Small-scale farming remains the most common livelihood strategy and primary source of income in rural Zambia. Limited access to credit and insurance mechanisms leave farmers vulnerable to varying weather and environmental conditions. These yield risks can severely limit farmer’s ability to purchase farming inputs for subsequent seasons and to cover basic food needs for the entire year.
In the absence of savings and credit, the only way through which money for food and other basic needs can be raised prior to the harvest is to engage in short-term piece work at larger farms. Working off-farm generally implies that small-scale farmers neglect their own fields and their yields deteriorate as a result. This further increases the dependence of small scale farmers on piece rate labor in the subsequent season – a phenomenon that resembles a classic poverty trap.
Two interventions seek to mitigate the impact of these cyclical food shortages on labor allocation and thus improve agricultural productivity. 500 small scale farmers in the Chipata district of Zambia’s Eastern Province will be randomly selected and assigned to one of two interventions.

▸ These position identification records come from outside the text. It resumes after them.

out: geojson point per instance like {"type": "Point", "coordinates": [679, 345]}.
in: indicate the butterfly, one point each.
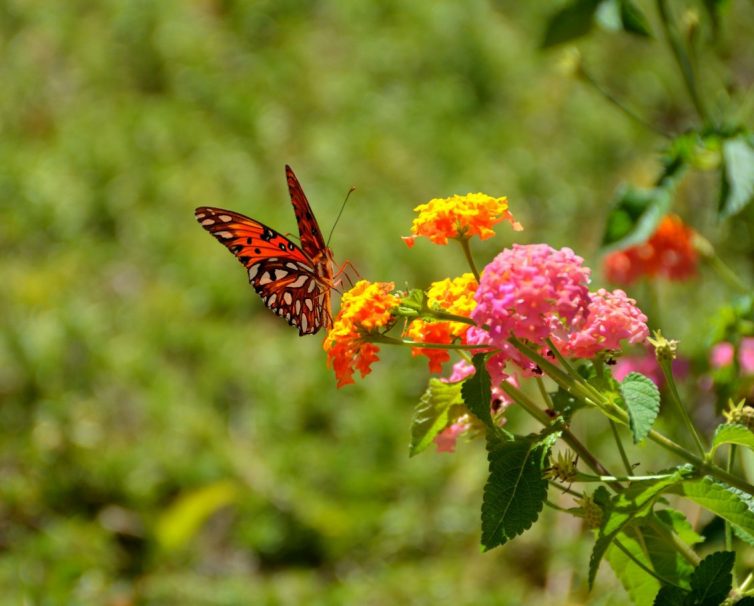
{"type": "Point", "coordinates": [293, 280]}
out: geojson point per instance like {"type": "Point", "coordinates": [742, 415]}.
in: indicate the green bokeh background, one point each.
{"type": "Point", "coordinates": [165, 439]}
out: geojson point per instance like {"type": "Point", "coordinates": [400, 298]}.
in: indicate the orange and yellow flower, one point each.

The Food Credit Intervention aims to provide farmers with access to additional food during the cropping season. Farmers selected for this intervention will be eligible to obtain one bag (50kg) of maize per month on a credit basis. All maize will be repaid in kind and without interest at the end of the harvesting season.
The Credit Insurance Intervention will offer farmers a risk sharing contract, with repayment tied to local rainfall. Farmers will pay back 1.5 bags per bag of maize received if the rainfall is excellent, and only 0.5 bags per bag received if the rainfall is below average. In order to avoid providing negative incentives, the pay-back rates will be conditioned on local rainfall.
The aim of these interventions is to provide farmers with the opportunity to invest their time and efforts in their own crops and increase agricultural productivity in the presence of cyclical food shortages, thus breaking the trap.
Baseline, midline, and endline surveys will be conducted to measure the loan take-up’s impact on consumption, labor allocation, and yields, as well as the intervention’s impact on future investment choices.
If the treatments are successful, the study provides a scalable and cost effective tool for generating sustained welfare gains that may also improve the overall functionality of the rural labor market.”